Aires marines en Méditerranée : «Il faut augmenter les niveaux de protection»

Par Margaux Lacroux — 27 avril 2020 à 08:28

En métamorphose partage tout à fait cet article de Libération

C’est pourquoi il est prévu que nous nous retrouvions le 21 Janvier 2021 à 20h à la gazette café pour un débat sur ce thème avec Gilbert David (chercheur à l’IRD) et un(e) représentant(e) de Medpan pour évoquer ce thème. La création d’une aire protégée ne s’évalue pas seulement à l’aune de la conservation mais aussi redétermine les usages, dont la pêche .

En 2010 à Nagoya , les états du monde s’engageaient sur une mise en protection de 10% de l’espace maritime. Où en est on actuellement? Est ce pertinent de réclamer 30% comme cela sera fait à la COP 15 ? A t on les moyens de ces mises en protection? Sont elles de simples « papiers »? Autant de questions auxquelles nous tenterons de répondre ce 21 Janvier prochain. D Martin Ferrari , journaliste, présidente de En métamorphose

La Méditerranée concentre environ 10% des espèces marines mondiales. Mais les ressources sont fragilisées par la surexploitation. Une équipe de recherche dirigée par le CNRS a évalué les 1 062 aires marines protégées de la mer Méditerranée, censées aider à la conservation de la biodiversité marine. Dans leur étude, ils estiment que seulement 0,23% du bassin bénéficie de niveaux efficaces de protection. Une goutte d’eau. Joachim Claudet, directeur de recherche CNRS au Centre de recherches insulaires et observatoire de l’environnement (Criobe), explique pourquoi les efforts actuels sont insuffisants.

Pourquoi est-ce primordial de s’intéresser aux aires marines protégées en Méditerranée ?

La Méditerranée est une zone très importante au plan mondial car beaucoup d’espèces y sont spécifiques, c’est un point chaud de biodiversité, il y a 17 000 espèces marines. C’est aussi une des zones les plus affectées par les activités humaines. Il y a une forte densité humaine sur le pourtour méditerranéen, beaucoup d’activités différentes, avec des problèmes liés à la pêche plus présents que dans d’autres mers. Dans le monde, la biodiversité marine est de plus en plus touchée car il est de moins en moins coûteux d’aller loin, profond et vite. C’est pourquoi en 2010, lors de la COP biodiversité, les pays se sont engagés à recouvrir leurs eaux côtières et marines de 10% d’aires marines protégées d’ici à 2020.

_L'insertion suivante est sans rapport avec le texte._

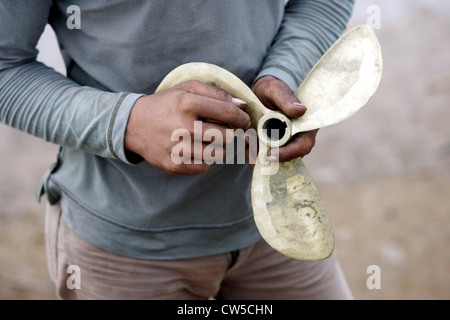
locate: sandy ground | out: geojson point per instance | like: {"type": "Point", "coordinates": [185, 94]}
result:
{"type": "Point", "coordinates": [384, 174]}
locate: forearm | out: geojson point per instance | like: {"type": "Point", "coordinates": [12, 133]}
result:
{"type": "Point", "coordinates": [309, 28]}
{"type": "Point", "coordinates": [38, 100]}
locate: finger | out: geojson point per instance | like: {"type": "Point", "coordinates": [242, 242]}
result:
{"type": "Point", "coordinates": [190, 153]}
{"type": "Point", "coordinates": [276, 94]}
{"type": "Point", "coordinates": [299, 146]}
{"type": "Point", "coordinates": [216, 134]}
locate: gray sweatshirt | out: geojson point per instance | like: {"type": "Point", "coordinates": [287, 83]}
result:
{"type": "Point", "coordinates": [122, 51]}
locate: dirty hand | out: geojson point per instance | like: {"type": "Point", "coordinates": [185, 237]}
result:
{"type": "Point", "coordinates": [154, 118]}
{"type": "Point", "coordinates": [276, 95]}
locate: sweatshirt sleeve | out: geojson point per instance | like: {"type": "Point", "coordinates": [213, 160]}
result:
{"type": "Point", "coordinates": [308, 29]}
{"type": "Point", "coordinates": [40, 101]}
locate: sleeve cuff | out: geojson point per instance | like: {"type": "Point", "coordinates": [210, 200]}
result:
{"type": "Point", "coordinates": [118, 124]}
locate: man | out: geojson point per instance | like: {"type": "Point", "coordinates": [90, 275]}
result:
{"type": "Point", "coordinates": [136, 224]}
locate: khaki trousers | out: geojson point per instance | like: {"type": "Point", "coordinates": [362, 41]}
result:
{"type": "Point", "coordinates": [256, 272]}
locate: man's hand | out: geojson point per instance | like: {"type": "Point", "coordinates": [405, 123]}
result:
{"type": "Point", "coordinates": [155, 117]}
{"type": "Point", "coordinates": [276, 95]}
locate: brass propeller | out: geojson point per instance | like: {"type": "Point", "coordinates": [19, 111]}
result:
{"type": "Point", "coordinates": [288, 210]}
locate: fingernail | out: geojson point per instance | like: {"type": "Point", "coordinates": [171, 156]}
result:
{"type": "Point", "coordinates": [238, 101]}
{"type": "Point", "coordinates": [272, 158]}
{"type": "Point", "coordinates": [299, 105]}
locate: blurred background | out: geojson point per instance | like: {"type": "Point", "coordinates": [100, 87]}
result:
{"type": "Point", "coordinates": [384, 174]}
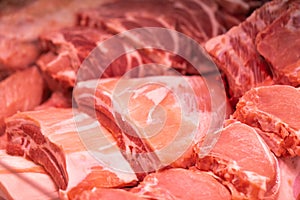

Vous constatez que cet objectif de protection est loin d’être atteint en Méditerranée…

Seulement 6% de la Méditerranée a un statut dit «protégé», c’est proche de la couverture mondiale. Or, pour 95% de la superficie de ces aires, il n’y a pas davantage de réglementations qu’à l’extérieur, donc on peut difficilement en attendre une efficacité. Plus alarmant encore : à peine 0,23% de la Méditerranée bénéficie d’une protection «haute» (pêche limitée et pratiques très durables) ou «intégrale» (aucune activité extractive), qui sont réellement efficaces. On est loin de l’objectif de 10%. La protection est le plus souvent partielle, avec des réglementations variées. Les pays délimitent un périmètre et décrètent qu’une zone est privilégiée pour une gestion intelligente des usages, il y a des comités de gestion où les gens se parlent. Mais l’objectif se limite souvent à ne pas créer de nouvelles activités, pas à changer ce qu’il y a déjà. On est loin de ce qu’il faudrait faire pour protéger la biodiversité. Comme les niveaux de protection ne sont pas assez stricts pour qu’il y ait des bénéfices écologiques, il n’y a pas non plus de bénéfices socio-économiques et cela peut donner l’impression que ces aires ne servent à rien.

Comment avez-vous obtenu ces conclusions ?

Pour notre étude, nous avons pris l’intégralité des aires marines protégées en Méditerranée, et regardé les plans de gestion, les textes de loi, contacté les pays. Nous ne sommes pas allés les évaluer sur place mais nous leur avons attribué cinq niveaux de protection, établis à partir d’une classification développée auparavant : intégrale, haute, modérée, basse et non-protection. Ensuite, en croisant la classification avec la littérature scientifique, nous avons montré que la «protection intégrale» et «haute» conduit à des bénéfices écologiques. Les poissons y sont plus nombreux et plus grands, et cela engendre ensuite un effet de débordement et donc des bénéfices à l’extérieur de la zone pour la pêche. Pour la protection «modérée», si elle est située à côté d’une zone de protection intégrale, cela fonctionne. Pour une protection «faible» ou «non protégée», il n’y a pas d’efficacité. 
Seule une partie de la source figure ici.